The human dilemma of Scorched
Earth though isn’t so much about any knowledge that Constance gains, but
about the shockingly different reactions of Constance and Flip to acts of revenge.
Because there’s a woman in
the village.
Clementine, played with
good emotional layering and backbone by Katarina Olsson. Clementine’s a
traitor. A collaborator. And the village is out for its own form of rough
justice.
That’s where Constance and
Flip start to really differ in their mindset, and the divide gets wider as the
story rolls along.
The alien story here is
fine as far as it goes, a handy monster-as-metaphor tale of a stranded life
form that feeds on something of which there’s a lot about in immediately
post-war France. The monster is mostly non-vocal, so it’s not by any means a
carrier of great dialogue, but needless to say the destruction it brings with
it is a stand-in for something rather more philosophical.

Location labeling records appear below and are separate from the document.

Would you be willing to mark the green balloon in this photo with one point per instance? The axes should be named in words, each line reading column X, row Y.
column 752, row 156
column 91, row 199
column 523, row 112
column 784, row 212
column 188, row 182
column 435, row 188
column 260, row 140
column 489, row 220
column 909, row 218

You can listen to Scorched
Earth as a straightforward historical story that poses interesting
intellectual and visceral questions about good, evil, shades of grey,
retribution, punishment and how you rebuild after a cataclysm. Or you can bring
it closer to home, in which case, the answers you think you know get less
certain. France after the war. Britain after Brexit. America after Trump.
America after George Floyd, even.
How do you rediscover the
way to bring communities, to bring nations back together in a way that works,
in the wake of an angry conflagration, where you know – you know – that
your neighbours backed the other side. The horse you know with everything in
your being was wrong. When they did things that hurt you, not so much
personally or physically, but emotionally, intellectually, even if you want to
get fanciful, spiritually, so the place you thought you lived can never
quite be the place it was for you again.
How do you do it?
There’s an answer here,
but it may be a sign of the times that it feels the stuff of pure science
fantasy, complete with a fairly shameless Peter Pan riff – which means
it works within the context of the story, but doesn’t give you a takeaway
solution to the problems of the present day. (To be absolutely fair to poor
Chris Chapman, if he could deliver an answer to healing or reuniting a country,
he should probably be in Downing Street).
But those questions linger
at the end, resonating through the relationship between Constance and Flip, and
while it doesn’t shatter that relationship utterly, the things that are
revealed along the way as they all find a solution to the hungry sentient Nazi-stalking
fire from outer space – complete with a Sixth Doctor variant of the on-the-fly
planning lately shown on screen in 13’s fight against the Cybermen – will make
the two women aware of differences they didn’t know were there. Differences
which might yet be irreconcilable. Differences which seem irreconcilable in our
here and now.
Scorched Earth is a solidly plotted, extremely well
layered Sixth Doctor story, with plenty of alien action, some dark
decision-making and at least one wartime plane ride, while chasing after a
hungry fireball searching for its next big meal. It’s also an immensely
effective, affecting study of two people, and the friendship they thought was
secure, possibly split by revelations, possibly on a road to being mended by
shared peril and hope. And it’s a manifesto for how a nation divided might
begin to rebuild its friendships and its lives. How much that manifesto depends
for its viability on the progressive side having won, it’s difficult to tell,
but it’s a story that ultimately offers hope in a world which both needs it,
and yet might not particularly recognise it any more.